UNIVERSITY PARK – In a quiet green glen near Ashville, Pa., lies a rust-colored pond. A deep, rectangular hole in the ground, it somewhat resembles an Olympic-size pool. Few people, however, would make the mistake of swimming laps there. And fewer—human or animal—would stop to drink.
Rachel Brennan, assistant professor of environmental engineering at Penn State, brings her students here. They crouch by the pond cautiously, carefully collecting water samples and searching for signs of life. The site, known as KL-1, is one of two water-treatment ponds installed by the Clearfield Creek Watershed Association in November 2007 to remediate pollution caused by the long-abandoned Klondike coal mine. But while its nearby sister site, KL-2, has proven effective at normalizing pH and extracting dissolved metals, the challenge at KL-1 is far more grave.
Each liter of water at KL-1 contains 137 milligrams of iron and 382 milligrams of acidity. At 3.3, the pH is far too acidic to sustain most life. The color of the water—reminiscent of rusted metal—is a symptom of the underlying problem: acid mine drainage.

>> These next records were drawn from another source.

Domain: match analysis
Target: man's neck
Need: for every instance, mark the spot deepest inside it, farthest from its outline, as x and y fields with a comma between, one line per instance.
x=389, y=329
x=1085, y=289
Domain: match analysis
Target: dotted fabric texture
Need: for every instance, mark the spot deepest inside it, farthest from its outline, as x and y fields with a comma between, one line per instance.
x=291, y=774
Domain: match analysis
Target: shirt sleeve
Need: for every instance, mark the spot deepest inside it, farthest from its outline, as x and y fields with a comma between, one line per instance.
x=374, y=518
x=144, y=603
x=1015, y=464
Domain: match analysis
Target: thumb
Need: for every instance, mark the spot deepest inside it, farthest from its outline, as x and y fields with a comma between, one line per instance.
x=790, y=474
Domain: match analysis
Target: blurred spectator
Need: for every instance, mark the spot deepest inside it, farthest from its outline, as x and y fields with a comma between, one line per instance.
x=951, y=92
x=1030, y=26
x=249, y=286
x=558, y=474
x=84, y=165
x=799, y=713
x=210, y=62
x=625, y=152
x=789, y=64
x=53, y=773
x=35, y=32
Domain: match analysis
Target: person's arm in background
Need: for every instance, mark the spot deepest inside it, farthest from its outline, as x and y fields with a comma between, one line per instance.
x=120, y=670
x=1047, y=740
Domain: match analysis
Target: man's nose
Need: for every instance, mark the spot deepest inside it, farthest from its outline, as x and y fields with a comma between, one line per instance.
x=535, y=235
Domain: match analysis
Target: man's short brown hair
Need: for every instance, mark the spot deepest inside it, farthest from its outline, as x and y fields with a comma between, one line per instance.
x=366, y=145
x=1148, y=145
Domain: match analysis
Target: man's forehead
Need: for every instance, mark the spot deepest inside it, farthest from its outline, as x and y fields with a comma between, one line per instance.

Pyrite, a highly reactive rock commonly found in coal seams, is relatively harmless when undisturbed, Brennan explains. But when pyrite (a.k.a. fool’s gold) is exposed to air and water, it leaches sulfuric acid, which in turn causes metals in the adjacent rocks and soil to be released. In Pennsylvania, that means iron, which is part of the pyrite itself, and aluminum and manganese, which are present in the soil. In other mining regions, the metals released can be even more dangerous—chromium, arsenic, even lead.
Acidic drainage from abandoned mines—and no one seems to know exactly how many such mines exist—continues to contaminate tens of thousands of miles of streams in the United States, including more than 5,000 miles in Pennsylvania. That makes Pennsylvania an ideal testing ground for innovative treatment technologies. And Brennan is currently testing one of the more promising of these options: crab shell chitin, a waste product of the crabbing industry. One of the most abundant natural materials in the world, chitin is used to make paper, fabrics, weight-loss pills, and joint care supplements, among other products. In crustaceans like crab and shrimp, chitin combines with calcium carbonate, the same chemical that’s in limestone. And Brennan’s research suggests that this combination may be extremely effective at cleaning up acid mine drainage.
In preliminary testing in her lab in 2006, Brennan added crab shell chitin to mine-water samples and found that pH rose to near normal levels in just six days while dissolved metals like iron and aluminum were reduced by over 99 percent. After nine days, even manganese, a metal that passive treatment systems have historically failed to remove, was reduced by 81 percent, and sulfate concentrations decreased from 489 to 303 milligrams per liter, confirming the activity of sulfate reducing bacteria, which are critical in biological treatment systems. Subsequent testing has yielded even greater contaminant reductions. “We’re seeing simultaneous physical, chemical, and biological treatment with just one substrate,” Brennan says.
In recent field tests at two mine-drainage sites in Colorado, she has achieved similar results. Still, Brennan has been anxious to test chitin at a site where other remedies have failed—a site like KL-1.
“These kinds of water quality problems could be easily fixed with active treatment,” Brennan notes. “Build a little water treatment plant at each discharge point and you’d clean it up quickly. But there are so many of them in so many remote locations, it would cost billions of dollars. There’s just no money to do it.”
Passive treatment options like limestone and spent mushroom compost, on the other hand, while they work relatively well in low and moderate acidity, have not been effective in high acidity, high-metal-content conditions. Brennan is hoping that chitin can fill the void.
The National Science Foundation is hoping so, too. In February 2007, NSF recognized Brennan with a prestigious Faculty Early Career Development (CAREER) Award. In addition to supporting fundamental research, the $413,000, multi-year award is intended to cover the cost of field testing chitin at the KL-1 site.
This fall members of Brennan’s research team, together with her CE 497B class, visited KL-1 to collect and analyze water samples. They then worked together to design an inexpensive remediation system to test chitin against spent mushroom compost and limestone controls.
“It’s not the holy grail of bioremediation,” Brennan cautions. But for cleaning acidic, metal-laden water in areas with limited financial resources—in the United States and abroad—it may prove an affordable alternative to active chemical remediation.